Centrist candidate Emmanuel Macron has just achieved a decisive result – 65 per cent to 35 per cent as this is filed – against his opponent Marine Le Pen of the hard-right National Front.

First, there will be no immediate upheavals as are now occurring in Britain after last year’s Brexit vote, in the USA after incoming President Donald Trump executed a range of bizarre decisions, or in Turkey after the April referendum gave its president unprecedented powers.

Macron, a former investment banker and ex-economy minister in the Hollande Government, has promised gradual reform to the current economic and political system. He will continue virtually all current trade and military treaties within the framework of the European Union.

Second, his movement is committed to addressing the needs of the disadvantaged in France and beyond. In an interview with Crosslight as the votes were being counted, member of the Assembly – the national parliament – for Nîmes, Françoise Dumas, said assisting the disadvantaged is the election outcome she is most eagerly anticipating.

“The priority will be to increase the number of people with good jobs in order to rectify current levels of inequality and poverty,” Ms Dumas said. “This vote gives Mr Macron a strong mandate to deliver this.”

Macron has targeted a reduction in the unemployment rate from above 10 per cent where it has been for the last four years, to below 7 per cent.

Third, there has been no continuation of the surge to the populist right, which commentators had predicted following last year’s Brexit vote in the UK, the defeat of a referendum in Italy and Trump’s surprise election in the USA.

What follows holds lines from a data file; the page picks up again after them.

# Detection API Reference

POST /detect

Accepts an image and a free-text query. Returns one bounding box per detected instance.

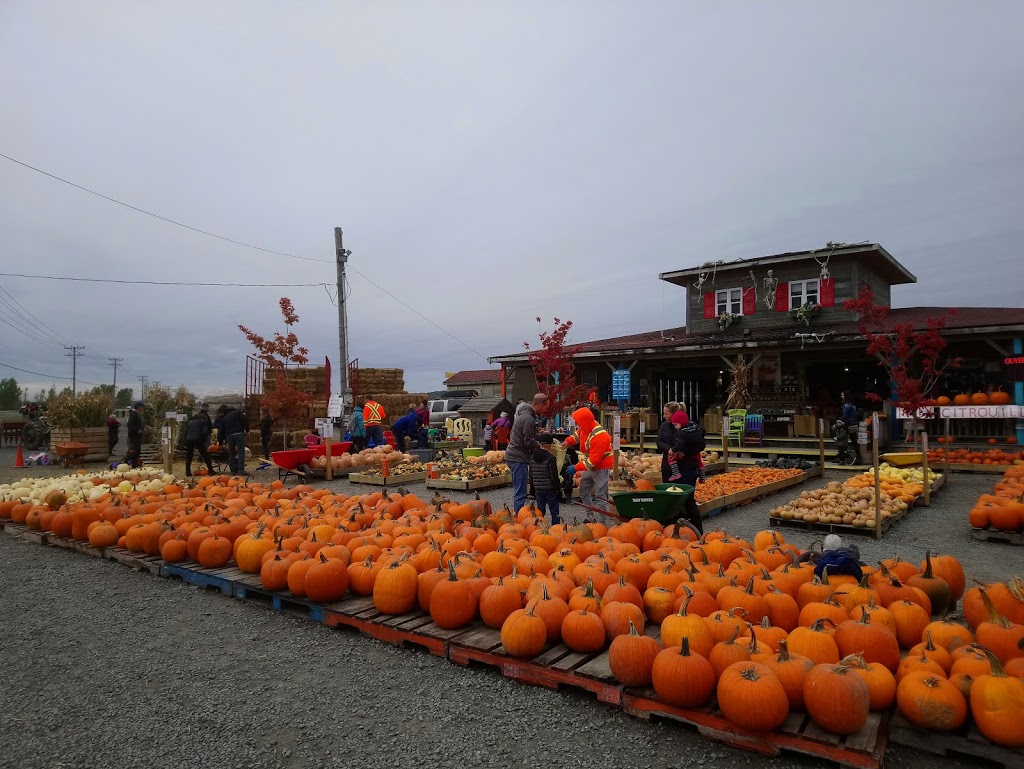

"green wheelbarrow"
[607,483,695,523]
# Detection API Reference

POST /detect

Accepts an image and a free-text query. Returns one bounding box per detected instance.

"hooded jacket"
[570,407,614,473]
[504,402,538,464]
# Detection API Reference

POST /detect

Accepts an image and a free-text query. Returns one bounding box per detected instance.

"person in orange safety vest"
[563,406,613,513]
[363,395,386,447]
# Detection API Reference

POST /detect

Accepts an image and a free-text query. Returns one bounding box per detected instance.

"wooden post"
[163,416,173,474]
[818,418,826,474]
[721,415,729,471]
[921,431,930,507]
[872,412,882,541]
[638,421,645,454]
[325,437,334,481]
[944,416,951,477]
[612,448,620,481]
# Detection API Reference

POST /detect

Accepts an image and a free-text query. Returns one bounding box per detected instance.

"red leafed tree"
[524,317,585,418]
[843,287,960,440]
[239,298,312,449]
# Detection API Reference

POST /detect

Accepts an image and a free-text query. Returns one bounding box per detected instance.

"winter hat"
[671,411,689,427]
[823,534,843,551]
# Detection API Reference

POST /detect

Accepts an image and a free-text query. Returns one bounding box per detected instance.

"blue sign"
[612,368,631,399]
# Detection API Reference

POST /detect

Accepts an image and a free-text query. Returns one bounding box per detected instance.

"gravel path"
[1,448,1020,768]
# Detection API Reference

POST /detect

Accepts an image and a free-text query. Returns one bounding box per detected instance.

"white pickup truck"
[427,397,470,425]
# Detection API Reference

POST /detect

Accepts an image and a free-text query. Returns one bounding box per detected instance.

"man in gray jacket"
[504,393,549,513]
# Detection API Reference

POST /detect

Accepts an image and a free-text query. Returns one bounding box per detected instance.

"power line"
[0,152,330,264]
[347,267,489,361]
[0,284,77,346]
[1,151,489,361]
[0,359,100,385]
[64,346,85,396]
[0,272,331,288]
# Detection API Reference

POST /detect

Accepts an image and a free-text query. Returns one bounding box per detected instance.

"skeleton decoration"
[692,260,724,293]
[763,269,778,309]
[794,331,834,349]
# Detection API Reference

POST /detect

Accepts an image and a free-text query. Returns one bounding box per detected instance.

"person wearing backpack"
[667,409,706,533]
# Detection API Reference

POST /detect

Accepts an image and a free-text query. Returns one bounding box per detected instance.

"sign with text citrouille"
[897,405,1024,420]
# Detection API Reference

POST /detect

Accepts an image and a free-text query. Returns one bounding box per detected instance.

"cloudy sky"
[2,2,1022,399]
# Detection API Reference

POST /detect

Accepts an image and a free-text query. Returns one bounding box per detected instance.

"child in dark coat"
[529,434,562,525]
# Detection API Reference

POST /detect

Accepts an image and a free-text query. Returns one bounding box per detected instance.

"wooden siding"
[685,254,892,335]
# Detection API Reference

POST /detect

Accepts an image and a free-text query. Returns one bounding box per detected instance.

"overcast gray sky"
[2,2,1022,398]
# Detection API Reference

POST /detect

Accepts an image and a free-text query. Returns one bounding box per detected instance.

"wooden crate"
[769,473,946,538]
[50,427,109,462]
[348,471,427,486]
[697,466,822,518]
[425,474,512,491]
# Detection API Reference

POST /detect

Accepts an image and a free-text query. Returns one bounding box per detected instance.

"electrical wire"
[0,285,77,346]
[0,272,331,288]
[0,151,491,361]
[0,152,330,264]
[346,267,489,362]
[0,359,100,385]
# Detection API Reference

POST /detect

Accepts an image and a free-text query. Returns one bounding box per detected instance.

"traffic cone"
[14,443,25,468]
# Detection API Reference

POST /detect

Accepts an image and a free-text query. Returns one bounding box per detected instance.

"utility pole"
[109,357,123,392]
[335,227,352,418]
[138,375,148,402]
[64,346,85,396]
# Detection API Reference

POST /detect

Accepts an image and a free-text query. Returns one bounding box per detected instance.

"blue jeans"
[227,432,246,475]
[536,490,560,525]
[509,461,529,513]
[365,424,384,447]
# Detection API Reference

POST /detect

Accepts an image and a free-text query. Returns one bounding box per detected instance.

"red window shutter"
[742,286,756,316]
[775,281,789,311]
[820,278,835,307]
[703,292,715,318]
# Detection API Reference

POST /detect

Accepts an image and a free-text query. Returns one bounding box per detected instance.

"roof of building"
[489,306,1024,363]
[443,369,505,386]
[458,396,512,414]
[659,243,917,287]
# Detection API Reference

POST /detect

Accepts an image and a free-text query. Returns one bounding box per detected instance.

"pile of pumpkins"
[936,390,1014,406]
[0,467,173,507]
[769,481,909,528]
[619,450,720,481]
[3,477,1022,747]
[310,445,416,471]
[465,451,507,466]
[969,466,1024,533]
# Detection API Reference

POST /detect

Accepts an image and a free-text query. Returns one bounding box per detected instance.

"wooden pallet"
[888,712,1023,768]
[106,548,163,575]
[697,466,823,518]
[970,527,1024,546]
[425,474,512,491]
[161,562,236,594]
[348,472,427,486]
[44,533,108,559]
[447,623,624,704]
[934,462,1015,474]
[231,573,326,622]
[320,597,453,656]
[622,695,885,769]
[2,522,48,545]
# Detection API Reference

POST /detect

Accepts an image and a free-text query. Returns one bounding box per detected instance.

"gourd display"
[5,471,1023,747]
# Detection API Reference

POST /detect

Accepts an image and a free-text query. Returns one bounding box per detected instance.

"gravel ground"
[0,447,1020,769]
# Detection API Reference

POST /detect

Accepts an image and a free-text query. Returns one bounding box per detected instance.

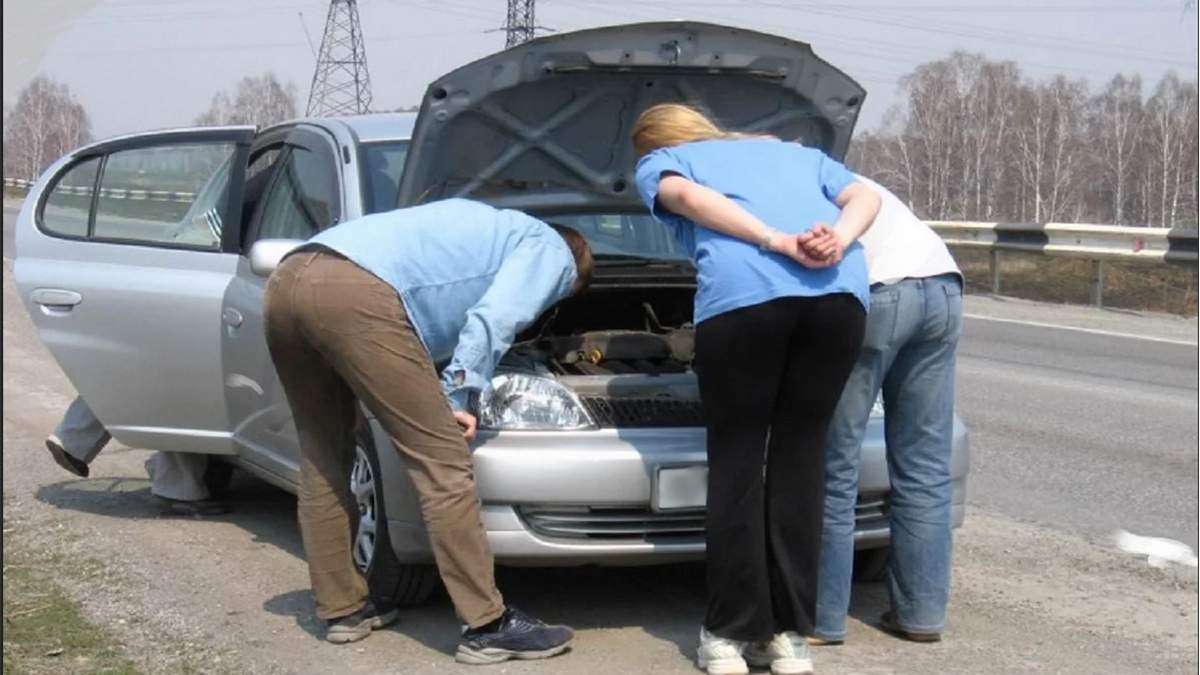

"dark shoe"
[326,600,399,644]
[45,436,89,478]
[155,496,227,517]
[807,636,844,647]
[456,607,574,665]
[879,611,941,643]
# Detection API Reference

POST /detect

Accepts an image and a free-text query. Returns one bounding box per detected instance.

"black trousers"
[696,294,866,641]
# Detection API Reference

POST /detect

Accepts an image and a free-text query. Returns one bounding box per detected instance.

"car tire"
[202,457,236,498]
[352,425,438,607]
[853,546,890,583]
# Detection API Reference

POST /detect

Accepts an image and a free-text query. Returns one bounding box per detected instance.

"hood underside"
[396,21,866,212]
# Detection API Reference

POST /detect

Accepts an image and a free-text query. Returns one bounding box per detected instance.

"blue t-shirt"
[634,139,870,323]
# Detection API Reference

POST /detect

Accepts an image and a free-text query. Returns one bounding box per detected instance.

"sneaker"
[879,611,941,643]
[456,607,573,665]
[325,599,399,644]
[697,626,748,675]
[45,436,89,478]
[744,631,814,674]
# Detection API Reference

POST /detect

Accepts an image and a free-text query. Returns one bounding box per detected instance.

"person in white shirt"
[812,175,963,644]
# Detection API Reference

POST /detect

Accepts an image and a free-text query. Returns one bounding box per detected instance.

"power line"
[550,0,1195,76]
[740,0,1197,67]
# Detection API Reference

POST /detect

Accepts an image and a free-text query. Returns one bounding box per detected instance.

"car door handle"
[31,288,82,313]
[222,308,244,328]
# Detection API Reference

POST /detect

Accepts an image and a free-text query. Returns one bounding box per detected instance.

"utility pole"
[504,0,537,48]
[307,0,372,117]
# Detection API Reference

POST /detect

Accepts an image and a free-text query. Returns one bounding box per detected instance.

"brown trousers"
[263,249,505,627]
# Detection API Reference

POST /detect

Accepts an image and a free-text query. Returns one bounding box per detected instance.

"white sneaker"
[697,626,749,675]
[744,631,814,675]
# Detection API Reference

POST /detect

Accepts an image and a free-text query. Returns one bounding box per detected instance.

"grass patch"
[950,246,1199,316]
[3,520,142,675]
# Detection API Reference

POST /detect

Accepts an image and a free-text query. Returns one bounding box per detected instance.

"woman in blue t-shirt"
[632,104,880,675]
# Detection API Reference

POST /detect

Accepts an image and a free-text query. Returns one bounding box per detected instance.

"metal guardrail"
[930,221,1198,306]
[4,177,195,203]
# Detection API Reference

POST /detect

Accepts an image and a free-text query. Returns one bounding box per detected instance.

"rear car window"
[41,157,100,238]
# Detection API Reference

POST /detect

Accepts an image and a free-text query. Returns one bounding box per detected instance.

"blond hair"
[632,103,772,158]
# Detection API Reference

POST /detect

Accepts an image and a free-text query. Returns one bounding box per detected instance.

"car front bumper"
[378,418,970,565]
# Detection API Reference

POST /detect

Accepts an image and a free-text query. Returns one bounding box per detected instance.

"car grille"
[578,396,705,428]
[520,506,706,540]
[520,494,890,541]
[855,494,890,529]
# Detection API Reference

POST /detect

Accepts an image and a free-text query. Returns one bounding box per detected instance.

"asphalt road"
[3,204,1198,674]
[959,309,1199,546]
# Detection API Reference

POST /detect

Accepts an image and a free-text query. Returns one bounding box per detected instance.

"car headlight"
[870,393,885,417]
[478,373,596,430]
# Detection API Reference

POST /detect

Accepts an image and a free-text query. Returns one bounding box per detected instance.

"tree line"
[846,52,1199,228]
[2,73,300,180]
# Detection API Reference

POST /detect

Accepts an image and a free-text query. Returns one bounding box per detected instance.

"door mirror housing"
[249,239,306,277]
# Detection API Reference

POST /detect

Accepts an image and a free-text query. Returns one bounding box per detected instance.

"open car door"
[13,127,254,454]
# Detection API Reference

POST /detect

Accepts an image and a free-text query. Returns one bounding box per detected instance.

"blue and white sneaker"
[456,607,574,665]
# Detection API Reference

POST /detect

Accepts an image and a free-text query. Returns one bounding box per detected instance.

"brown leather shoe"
[807,636,843,646]
[879,612,941,642]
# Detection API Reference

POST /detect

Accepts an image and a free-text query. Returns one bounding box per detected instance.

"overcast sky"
[4,0,1198,140]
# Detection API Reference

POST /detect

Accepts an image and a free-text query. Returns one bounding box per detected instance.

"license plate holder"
[652,464,708,512]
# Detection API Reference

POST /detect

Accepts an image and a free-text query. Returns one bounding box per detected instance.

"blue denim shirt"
[306,199,578,411]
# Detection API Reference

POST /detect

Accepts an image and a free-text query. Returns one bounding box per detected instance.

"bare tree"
[2,76,92,179]
[1010,77,1089,222]
[1087,75,1144,224]
[195,72,298,128]
[1140,73,1197,227]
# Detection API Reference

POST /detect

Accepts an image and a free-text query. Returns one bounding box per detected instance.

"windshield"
[361,141,688,262]
[549,213,690,262]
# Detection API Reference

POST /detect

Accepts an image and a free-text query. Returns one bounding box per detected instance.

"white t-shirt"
[855,174,961,286]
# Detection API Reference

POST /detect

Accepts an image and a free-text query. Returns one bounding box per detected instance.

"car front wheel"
[351,427,438,607]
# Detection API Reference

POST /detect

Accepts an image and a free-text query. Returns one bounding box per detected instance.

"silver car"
[14,22,969,605]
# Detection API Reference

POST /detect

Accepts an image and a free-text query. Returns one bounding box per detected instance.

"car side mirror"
[249,239,305,277]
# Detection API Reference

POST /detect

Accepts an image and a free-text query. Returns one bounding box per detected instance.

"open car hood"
[396,21,866,212]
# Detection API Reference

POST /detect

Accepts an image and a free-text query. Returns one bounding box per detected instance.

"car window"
[255,144,338,241]
[90,143,236,249]
[361,141,409,214]
[41,157,101,238]
[248,147,281,181]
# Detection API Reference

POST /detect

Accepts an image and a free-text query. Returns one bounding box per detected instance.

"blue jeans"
[814,274,962,640]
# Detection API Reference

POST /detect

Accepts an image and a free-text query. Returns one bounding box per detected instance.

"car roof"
[326,112,417,143]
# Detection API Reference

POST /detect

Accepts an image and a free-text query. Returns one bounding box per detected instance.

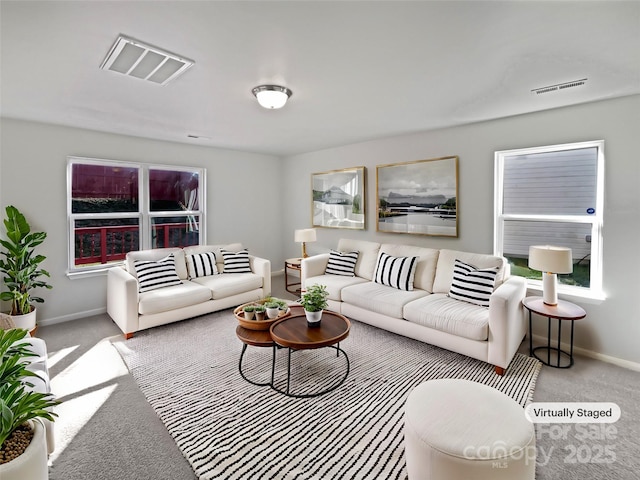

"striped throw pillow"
[325,250,359,277]
[448,259,498,307]
[186,252,218,278]
[134,254,182,293]
[373,252,418,291]
[221,249,252,273]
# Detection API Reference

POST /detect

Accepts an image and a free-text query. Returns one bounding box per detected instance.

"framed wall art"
[376,156,458,237]
[312,166,365,229]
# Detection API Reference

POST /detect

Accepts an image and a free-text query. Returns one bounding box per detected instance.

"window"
[68,157,205,274]
[494,141,604,298]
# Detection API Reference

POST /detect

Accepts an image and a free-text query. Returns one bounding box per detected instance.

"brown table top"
[270,310,351,350]
[235,325,274,347]
[522,296,586,321]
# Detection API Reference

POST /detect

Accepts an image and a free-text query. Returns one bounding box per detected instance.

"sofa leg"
[124,332,134,340]
[495,366,506,376]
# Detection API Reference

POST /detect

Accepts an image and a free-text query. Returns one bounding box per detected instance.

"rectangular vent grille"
[100,35,194,86]
[532,78,587,95]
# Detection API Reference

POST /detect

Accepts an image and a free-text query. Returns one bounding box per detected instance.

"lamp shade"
[252,85,292,109]
[294,228,316,243]
[528,245,573,274]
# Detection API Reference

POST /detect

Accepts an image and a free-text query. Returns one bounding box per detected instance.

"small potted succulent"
[254,305,266,321]
[299,284,329,327]
[264,301,280,319]
[242,304,256,320]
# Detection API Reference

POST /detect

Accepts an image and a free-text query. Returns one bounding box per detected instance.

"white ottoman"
[404,379,535,480]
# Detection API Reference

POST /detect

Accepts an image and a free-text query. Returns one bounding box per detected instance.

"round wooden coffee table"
[270,309,351,398]
[235,325,275,386]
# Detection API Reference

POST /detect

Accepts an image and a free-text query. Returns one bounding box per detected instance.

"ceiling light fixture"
[252,85,292,109]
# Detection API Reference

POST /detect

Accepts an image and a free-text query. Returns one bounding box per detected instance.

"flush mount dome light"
[252,85,292,109]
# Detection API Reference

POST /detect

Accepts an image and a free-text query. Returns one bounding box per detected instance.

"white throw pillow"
[221,249,252,273]
[325,250,359,277]
[448,259,498,307]
[186,251,219,278]
[134,254,182,293]
[373,251,418,291]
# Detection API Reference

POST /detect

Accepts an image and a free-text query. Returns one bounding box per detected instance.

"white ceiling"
[1,1,639,156]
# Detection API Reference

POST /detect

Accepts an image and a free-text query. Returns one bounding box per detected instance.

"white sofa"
[301,239,527,375]
[107,243,271,338]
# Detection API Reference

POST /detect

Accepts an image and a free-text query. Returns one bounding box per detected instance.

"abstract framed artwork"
[312,166,365,229]
[376,156,458,236]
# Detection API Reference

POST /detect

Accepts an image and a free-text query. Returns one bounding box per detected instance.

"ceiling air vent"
[532,78,587,95]
[100,35,194,86]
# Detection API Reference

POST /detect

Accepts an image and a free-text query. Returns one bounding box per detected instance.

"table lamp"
[528,245,573,305]
[294,228,316,258]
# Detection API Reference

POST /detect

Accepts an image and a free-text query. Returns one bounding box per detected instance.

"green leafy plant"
[0,328,59,449]
[299,284,329,312]
[264,301,279,309]
[254,305,266,313]
[242,305,256,313]
[0,206,53,316]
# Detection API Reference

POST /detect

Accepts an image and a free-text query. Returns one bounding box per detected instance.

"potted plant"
[299,284,329,327]
[0,206,53,331]
[242,305,256,320]
[254,305,266,321]
[0,328,59,479]
[264,301,280,319]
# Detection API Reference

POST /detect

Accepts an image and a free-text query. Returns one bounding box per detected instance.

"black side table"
[523,296,586,368]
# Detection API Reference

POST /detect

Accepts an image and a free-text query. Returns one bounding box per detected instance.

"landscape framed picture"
[376,156,458,236]
[312,166,366,229]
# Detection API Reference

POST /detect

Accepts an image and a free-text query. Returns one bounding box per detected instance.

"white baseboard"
[37,307,107,327]
[530,333,640,372]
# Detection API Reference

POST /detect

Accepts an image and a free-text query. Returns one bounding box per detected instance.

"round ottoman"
[404,379,535,480]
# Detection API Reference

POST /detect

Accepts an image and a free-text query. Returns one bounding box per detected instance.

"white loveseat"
[301,239,527,375]
[107,243,271,338]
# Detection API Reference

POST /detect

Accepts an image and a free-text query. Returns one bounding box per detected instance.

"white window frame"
[494,140,605,300]
[67,156,206,277]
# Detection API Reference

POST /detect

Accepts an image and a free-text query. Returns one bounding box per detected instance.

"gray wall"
[282,95,640,366]
[1,95,638,366]
[0,119,284,322]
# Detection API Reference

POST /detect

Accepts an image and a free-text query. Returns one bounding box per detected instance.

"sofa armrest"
[250,255,271,297]
[107,266,140,336]
[301,253,330,285]
[487,275,527,369]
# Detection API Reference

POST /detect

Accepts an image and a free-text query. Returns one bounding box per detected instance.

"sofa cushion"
[432,249,507,294]
[192,273,263,299]
[303,275,368,302]
[337,238,381,280]
[374,251,418,291]
[448,259,498,307]
[138,280,212,315]
[126,247,188,280]
[380,244,439,292]
[403,293,490,341]
[325,250,359,277]
[184,243,243,275]
[186,251,219,278]
[134,254,183,293]
[221,249,252,273]
[342,281,428,319]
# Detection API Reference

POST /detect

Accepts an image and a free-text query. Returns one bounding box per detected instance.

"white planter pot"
[9,308,37,331]
[305,309,323,327]
[0,419,49,480]
[266,307,280,319]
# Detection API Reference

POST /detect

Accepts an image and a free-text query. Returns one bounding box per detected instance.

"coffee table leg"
[547,317,551,365]
[271,345,276,387]
[557,319,562,367]
[286,347,292,395]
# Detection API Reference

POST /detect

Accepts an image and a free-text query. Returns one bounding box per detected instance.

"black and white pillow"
[134,254,182,293]
[325,250,359,277]
[448,259,499,307]
[186,251,218,278]
[374,252,418,291]
[221,249,252,273]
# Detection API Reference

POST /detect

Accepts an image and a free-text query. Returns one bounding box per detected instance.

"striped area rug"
[113,310,541,480]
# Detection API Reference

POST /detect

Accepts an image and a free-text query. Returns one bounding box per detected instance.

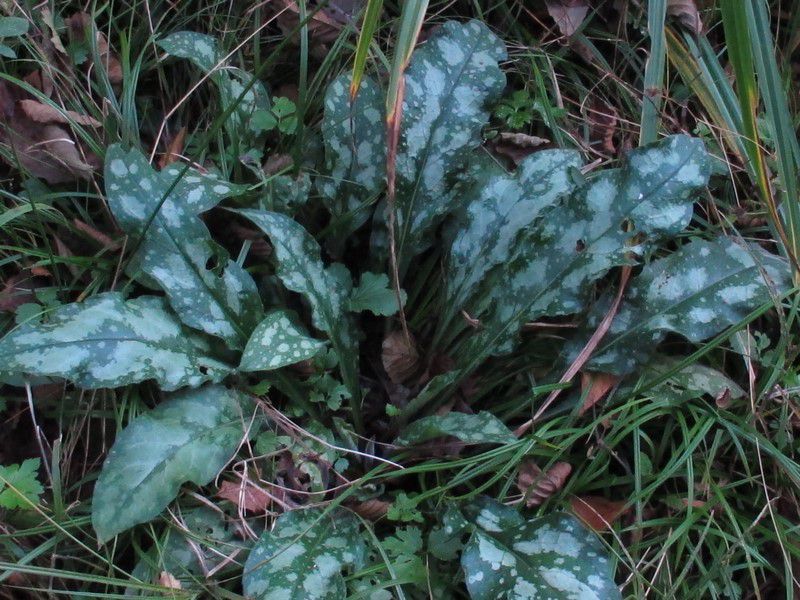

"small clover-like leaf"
[243,507,367,600]
[348,272,405,316]
[105,146,263,348]
[239,310,325,372]
[92,385,255,543]
[0,292,231,391]
[461,497,620,600]
[395,411,516,447]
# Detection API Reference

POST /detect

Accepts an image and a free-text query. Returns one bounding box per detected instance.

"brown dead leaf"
[491,132,550,165]
[579,371,620,415]
[272,0,347,47]
[570,495,628,531]
[65,12,123,85]
[585,98,619,155]
[517,460,572,507]
[18,99,101,127]
[158,126,187,169]
[545,0,590,38]
[382,330,420,384]
[348,498,391,521]
[158,571,182,590]
[218,479,272,514]
[0,273,48,312]
[72,218,120,250]
[667,0,703,35]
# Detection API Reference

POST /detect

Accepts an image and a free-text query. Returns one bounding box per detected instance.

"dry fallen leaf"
[579,371,620,415]
[158,571,182,590]
[491,132,550,165]
[18,99,101,127]
[667,0,703,35]
[65,12,123,85]
[0,272,48,312]
[570,495,628,531]
[545,0,590,38]
[158,126,187,169]
[382,330,420,384]
[517,460,572,507]
[217,479,272,514]
[348,498,391,521]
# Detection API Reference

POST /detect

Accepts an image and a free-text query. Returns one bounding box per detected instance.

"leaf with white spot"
[458,134,711,360]
[395,411,516,447]
[157,32,270,142]
[0,292,231,391]
[569,237,791,375]
[384,20,508,266]
[106,145,263,349]
[348,272,405,316]
[234,209,360,400]
[240,310,326,372]
[461,497,620,600]
[318,74,385,244]
[92,385,255,543]
[243,507,367,600]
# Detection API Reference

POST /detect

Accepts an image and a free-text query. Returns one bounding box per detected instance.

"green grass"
[1,0,799,598]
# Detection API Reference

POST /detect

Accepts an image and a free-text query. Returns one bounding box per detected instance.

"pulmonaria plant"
[0,19,790,600]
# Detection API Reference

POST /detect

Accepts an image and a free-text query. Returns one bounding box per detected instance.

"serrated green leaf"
[0,458,43,509]
[157,32,269,141]
[387,20,507,266]
[92,385,254,543]
[243,508,367,600]
[348,272,405,316]
[461,497,620,600]
[240,310,325,372]
[573,238,791,375]
[105,146,263,348]
[461,134,711,359]
[0,16,28,38]
[234,209,360,404]
[395,411,516,446]
[318,74,386,243]
[0,293,231,391]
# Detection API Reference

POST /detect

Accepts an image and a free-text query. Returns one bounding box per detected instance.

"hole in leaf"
[575,239,586,252]
[620,218,634,232]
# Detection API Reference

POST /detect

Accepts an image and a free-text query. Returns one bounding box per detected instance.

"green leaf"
[395,411,516,446]
[387,20,507,265]
[444,149,582,332]
[92,385,255,543]
[239,310,326,372]
[348,272,405,316]
[0,43,16,58]
[243,507,367,600]
[0,458,43,509]
[318,74,386,241]
[641,356,746,402]
[429,504,470,561]
[0,293,231,391]
[105,146,263,348]
[0,16,29,38]
[234,209,360,404]
[462,134,711,359]
[573,237,791,375]
[157,32,270,141]
[461,497,620,600]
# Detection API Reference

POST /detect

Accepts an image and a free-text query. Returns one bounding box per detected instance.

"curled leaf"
[382,330,419,384]
[517,460,572,507]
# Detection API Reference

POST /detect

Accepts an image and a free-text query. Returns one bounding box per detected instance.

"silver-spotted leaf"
[574,237,790,374]
[387,20,508,266]
[348,272,405,316]
[462,497,620,600]
[234,209,360,399]
[243,507,367,600]
[395,411,516,447]
[106,146,263,348]
[240,310,326,372]
[0,293,231,391]
[157,32,270,141]
[319,74,385,243]
[444,149,582,329]
[92,385,255,543]
[462,134,711,359]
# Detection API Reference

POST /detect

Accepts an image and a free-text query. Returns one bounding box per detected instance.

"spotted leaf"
[243,507,367,600]
[461,497,620,600]
[318,74,385,244]
[106,146,263,349]
[92,385,255,543]
[385,20,507,266]
[0,293,231,391]
[395,411,516,447]
[572,237,791,375]
[234,209,360,400]
[240,310,326,372]
[460,134,711,359]
[157,32,270,142]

This means borders will not be shut to migrants or refugees. The current movement of European citizens from one country to another will continue. There will be no forced closures of mosques and no expulsion of residents on the basis of their religious adherence.

The emphatic 65 per cent to 35 per cent result offers no comfort for the extreme right. That contrasts with President’s Hollande’s 51.6 per cent to 48.4 per cent win five years ago, and former President Nicolas Sarkozy’s 53.1 per cent to 46.9 per cent victory in 2007.

It contrasts also with Malcolm Turnbull’s win 50.36 per cent to 49.64 per cent in Australia last year, and to Donald Trump’s victory with 46.1 per cent of the vote to Hillary Clinton’s 48.2 per cent.

This result follows that in the Netherlands in March when incumbent centre right Prime Minister Mark Rutte was comfortably returned despite predictions that a Trumpian surge would sweep hard right candidate Geert Wilders into office.

Fourth, Macron has a solid mandate to work towards reforming and strengthening the European Union rather than abandoning it as Le Pen had intended to do, and as Britain is now actually doing.

In his acceptance speech, Macron said he had heard “the rage, anxiety and doubt that a many have expressed” and promised to spend his presidency “fighting the forces of division that undermine France”. He vowed to “guarantee the unity of the nation and defend and protect Europe.”

Other positives to emerge from the election campaign include that democracy is alive and well. Qualifying as a French presidential candidate requires the signatures of at least 500 elected officials – national Assembly members, senators, regional and general councillors and mayors – from at least 30 different regions.

Despite this onerous requirement, eleven candidates qualified, from across the left-right political spectrum, including two women. Their ages ranged from 39 to 75, and there were several from outside the mainstream political parties.

Macron is one of the latter having established his party – En Marche! which translates as On the Move! – only in April last year.

Many challenges and questions remain. Macron’s movement does not yet have a single member of the national parliament. Elections for the Assembly in June and for the Senate in September will determine whether En Marche! achieves a majority, a workable minority – in Coalition with other parties – or is stymied.

Will Macron be able to fill the void in global leadership following the recent departures of so many established leaders? One year ago, the world was led by President Barack Obama of the USA, Prime Minister David Cameron of the UK, Chancellor Angela Merkel of Germany and France’s President François Hollande.

Merkel faces a re-election battle in September. The others have all retired. Whether Macron has the mettle of his predecessors Charles de Gaulle or Giscard d’Estaing as a global statesman remains to be seen. He certainly comes to the job with a huge vote of support from his citoyens. He also comes to office with the prayers of people of all faiths – in France and elsewhere.

Alan Austin is a freelance journalist and former Crosslight writer living in France.